The fact that you are worried about the impact on your children shows what a good parent you are. I'm sure whatever you say you will handle it well because you care about them and their emotional well being. It's a good opportunity to learn about emotions and how to express them healthily. Also to recognise that sometimes we all lose control but it's how we manage that afterwards and how we repair situations that matters.

Siameasy · 04/10/2021 17:35

It’s normal to argue - just be open about it. Your kids will be fine otherwise none of us would be here. Unpleasant things are part of life-we cant shield kids from all difficulties and they won’t be damaged.

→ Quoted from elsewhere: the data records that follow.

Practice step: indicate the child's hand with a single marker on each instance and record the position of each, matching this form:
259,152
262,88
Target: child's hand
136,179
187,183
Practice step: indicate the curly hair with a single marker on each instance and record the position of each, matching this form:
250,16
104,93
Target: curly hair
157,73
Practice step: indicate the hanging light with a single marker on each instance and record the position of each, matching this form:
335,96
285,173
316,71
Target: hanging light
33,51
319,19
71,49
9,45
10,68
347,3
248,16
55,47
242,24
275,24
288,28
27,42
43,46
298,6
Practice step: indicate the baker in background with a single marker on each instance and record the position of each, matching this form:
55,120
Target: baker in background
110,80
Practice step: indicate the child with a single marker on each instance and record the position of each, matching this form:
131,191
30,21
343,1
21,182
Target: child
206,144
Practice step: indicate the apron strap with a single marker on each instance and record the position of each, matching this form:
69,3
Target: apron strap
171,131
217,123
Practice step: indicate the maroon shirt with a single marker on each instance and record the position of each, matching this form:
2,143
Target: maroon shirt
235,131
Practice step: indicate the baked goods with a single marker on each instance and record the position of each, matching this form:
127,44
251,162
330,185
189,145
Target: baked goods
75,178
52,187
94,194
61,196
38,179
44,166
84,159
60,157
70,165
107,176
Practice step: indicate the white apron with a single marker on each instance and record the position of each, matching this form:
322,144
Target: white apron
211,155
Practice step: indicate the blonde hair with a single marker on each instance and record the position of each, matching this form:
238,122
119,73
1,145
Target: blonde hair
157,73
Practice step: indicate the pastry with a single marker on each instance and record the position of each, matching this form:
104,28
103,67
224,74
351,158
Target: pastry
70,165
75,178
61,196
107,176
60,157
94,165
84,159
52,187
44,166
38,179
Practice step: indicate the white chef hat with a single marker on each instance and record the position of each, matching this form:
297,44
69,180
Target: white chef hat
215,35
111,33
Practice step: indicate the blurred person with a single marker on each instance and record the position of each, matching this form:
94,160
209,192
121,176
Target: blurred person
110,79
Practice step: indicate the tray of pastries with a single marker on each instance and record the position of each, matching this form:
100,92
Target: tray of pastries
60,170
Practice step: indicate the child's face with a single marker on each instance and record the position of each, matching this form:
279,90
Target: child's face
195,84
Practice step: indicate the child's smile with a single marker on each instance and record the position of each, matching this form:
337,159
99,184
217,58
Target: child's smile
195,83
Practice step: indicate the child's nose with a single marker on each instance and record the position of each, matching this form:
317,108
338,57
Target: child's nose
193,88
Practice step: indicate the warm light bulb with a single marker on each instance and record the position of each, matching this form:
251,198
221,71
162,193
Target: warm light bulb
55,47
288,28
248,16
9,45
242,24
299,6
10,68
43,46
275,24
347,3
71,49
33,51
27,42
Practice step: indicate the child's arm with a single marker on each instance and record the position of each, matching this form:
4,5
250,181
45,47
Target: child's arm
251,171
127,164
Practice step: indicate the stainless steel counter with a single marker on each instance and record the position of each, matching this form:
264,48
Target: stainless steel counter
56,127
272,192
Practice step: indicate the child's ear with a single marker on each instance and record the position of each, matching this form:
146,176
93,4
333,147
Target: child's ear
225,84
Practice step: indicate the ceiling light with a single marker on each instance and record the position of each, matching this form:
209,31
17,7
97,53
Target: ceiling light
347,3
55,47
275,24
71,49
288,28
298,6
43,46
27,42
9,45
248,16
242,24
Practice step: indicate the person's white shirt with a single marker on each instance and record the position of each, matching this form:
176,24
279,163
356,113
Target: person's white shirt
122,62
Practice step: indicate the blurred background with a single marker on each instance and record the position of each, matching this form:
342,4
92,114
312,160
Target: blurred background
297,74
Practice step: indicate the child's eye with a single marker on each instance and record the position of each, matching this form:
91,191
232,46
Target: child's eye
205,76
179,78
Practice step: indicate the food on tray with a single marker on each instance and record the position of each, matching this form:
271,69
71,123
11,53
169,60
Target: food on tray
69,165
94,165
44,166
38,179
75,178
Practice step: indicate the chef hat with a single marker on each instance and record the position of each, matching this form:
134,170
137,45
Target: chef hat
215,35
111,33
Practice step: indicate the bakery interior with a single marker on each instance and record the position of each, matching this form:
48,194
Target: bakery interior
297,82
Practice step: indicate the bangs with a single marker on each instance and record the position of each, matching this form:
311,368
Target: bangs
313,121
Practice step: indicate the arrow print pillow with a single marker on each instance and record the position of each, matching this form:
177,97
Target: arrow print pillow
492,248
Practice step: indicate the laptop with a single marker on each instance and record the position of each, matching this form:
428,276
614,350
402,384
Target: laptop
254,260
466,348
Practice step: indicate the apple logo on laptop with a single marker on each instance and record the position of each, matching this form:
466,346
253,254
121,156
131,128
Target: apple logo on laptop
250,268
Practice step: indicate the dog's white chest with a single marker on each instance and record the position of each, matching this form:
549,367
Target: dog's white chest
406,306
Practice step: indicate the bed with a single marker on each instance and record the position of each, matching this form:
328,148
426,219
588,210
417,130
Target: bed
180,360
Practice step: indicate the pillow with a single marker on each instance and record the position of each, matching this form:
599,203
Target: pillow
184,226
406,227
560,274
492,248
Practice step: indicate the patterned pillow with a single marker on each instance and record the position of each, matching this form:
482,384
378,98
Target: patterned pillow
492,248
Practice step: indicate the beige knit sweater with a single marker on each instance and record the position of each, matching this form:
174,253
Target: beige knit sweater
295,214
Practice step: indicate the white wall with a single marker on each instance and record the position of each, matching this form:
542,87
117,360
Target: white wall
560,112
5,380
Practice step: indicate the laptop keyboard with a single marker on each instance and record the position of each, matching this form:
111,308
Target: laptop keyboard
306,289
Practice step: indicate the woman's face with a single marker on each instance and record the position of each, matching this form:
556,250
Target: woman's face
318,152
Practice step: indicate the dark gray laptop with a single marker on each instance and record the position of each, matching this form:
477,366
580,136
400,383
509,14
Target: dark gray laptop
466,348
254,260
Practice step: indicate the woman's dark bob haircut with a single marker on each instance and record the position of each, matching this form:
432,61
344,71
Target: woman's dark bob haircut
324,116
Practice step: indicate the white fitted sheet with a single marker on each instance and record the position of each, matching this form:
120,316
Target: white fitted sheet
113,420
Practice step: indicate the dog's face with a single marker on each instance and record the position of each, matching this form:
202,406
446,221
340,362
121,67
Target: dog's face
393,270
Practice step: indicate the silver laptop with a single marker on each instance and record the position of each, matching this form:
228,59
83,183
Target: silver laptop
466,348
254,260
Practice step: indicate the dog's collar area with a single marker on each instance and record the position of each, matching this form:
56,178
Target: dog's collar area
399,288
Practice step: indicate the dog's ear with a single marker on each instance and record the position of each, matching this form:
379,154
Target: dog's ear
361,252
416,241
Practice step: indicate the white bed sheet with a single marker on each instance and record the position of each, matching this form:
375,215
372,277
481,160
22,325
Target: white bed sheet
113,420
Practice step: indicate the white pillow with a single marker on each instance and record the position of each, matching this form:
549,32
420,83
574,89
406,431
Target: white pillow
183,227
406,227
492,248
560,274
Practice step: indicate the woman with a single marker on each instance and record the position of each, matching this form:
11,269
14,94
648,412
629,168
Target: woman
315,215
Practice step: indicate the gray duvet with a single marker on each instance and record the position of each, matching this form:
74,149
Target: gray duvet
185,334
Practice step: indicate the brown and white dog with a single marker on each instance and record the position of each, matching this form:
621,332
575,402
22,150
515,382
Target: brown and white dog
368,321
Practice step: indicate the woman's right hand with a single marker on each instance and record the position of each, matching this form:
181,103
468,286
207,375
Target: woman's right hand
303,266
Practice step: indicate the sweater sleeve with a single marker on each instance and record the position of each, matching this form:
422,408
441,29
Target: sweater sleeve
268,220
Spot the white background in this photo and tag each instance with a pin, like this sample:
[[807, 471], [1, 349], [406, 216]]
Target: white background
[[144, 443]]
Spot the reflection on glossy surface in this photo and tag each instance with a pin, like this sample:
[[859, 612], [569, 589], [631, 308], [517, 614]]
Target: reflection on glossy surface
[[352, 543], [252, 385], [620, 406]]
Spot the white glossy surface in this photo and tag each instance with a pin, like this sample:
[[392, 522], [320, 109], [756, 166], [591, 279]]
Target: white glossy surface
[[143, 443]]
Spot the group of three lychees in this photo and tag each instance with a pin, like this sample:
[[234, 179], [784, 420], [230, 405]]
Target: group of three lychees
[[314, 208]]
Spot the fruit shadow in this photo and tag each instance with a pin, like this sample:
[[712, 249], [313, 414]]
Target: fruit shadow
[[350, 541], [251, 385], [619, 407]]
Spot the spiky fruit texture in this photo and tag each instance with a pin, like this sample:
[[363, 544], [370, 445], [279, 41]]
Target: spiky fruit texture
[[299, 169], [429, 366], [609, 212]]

EverdeRose · 04/10/2021 19:24

One bad argument doesn't scar children, so don't worry too much about that.
Its what you do now that sets the tone on how it's remembered.

Apologise to them for losing your cool and apologise to DH in front of them for the same. Be honest, Say how you were frustrated but went about things the wrong way.

I'm glad you and DH are going to consider counselling.

My DH blanks me in arguments. Its awful, it becomes a passive aggressive him not replying me saying far too much to get a reaction.

Confiscatedpopit · 05/10/2021 06:41

Don’t beat yourself up OP, children are with us all the time, they are going to witness this in most families. It’s part of life for many. Each generation in my family remembers an argument from when their parents were younger, they were very rare though and they got on well they rest of the time. To be honest we laugh about them- particularly about an incident with my grandma towards my grandad as she was very feisty back then and has now really mellowed with age. I remember going to a sleepover at my friend’s house and her parents had a huge one- that wasn’t so funny as he could be a bit odd generally and I think it happened very frequently,

They won’t be messed up. Just apologise to them (get your husband to do so too) as you have done and move on.

WhoWearsShortShorts · 05/10/2021 06:58

Your poor kids being subjected to that. People ar trying to tell you it's OK that you did it people are human blah blah blah. You should feel awful - he might be passive aggressive, we only have your word for that but you told their dad you hated him and that's what they will take away from that little show.

You need to urgently find a better way of talking to your DH so it doesn't turn into a screaming argument with your small children trapped in the car with you. And the fact you rarely argue means this probably came out of the blue and scared your poor kids even more.

Use this as a time to change how you speak to each other and resolve conflict. Don't just brush it off with a "people get angry".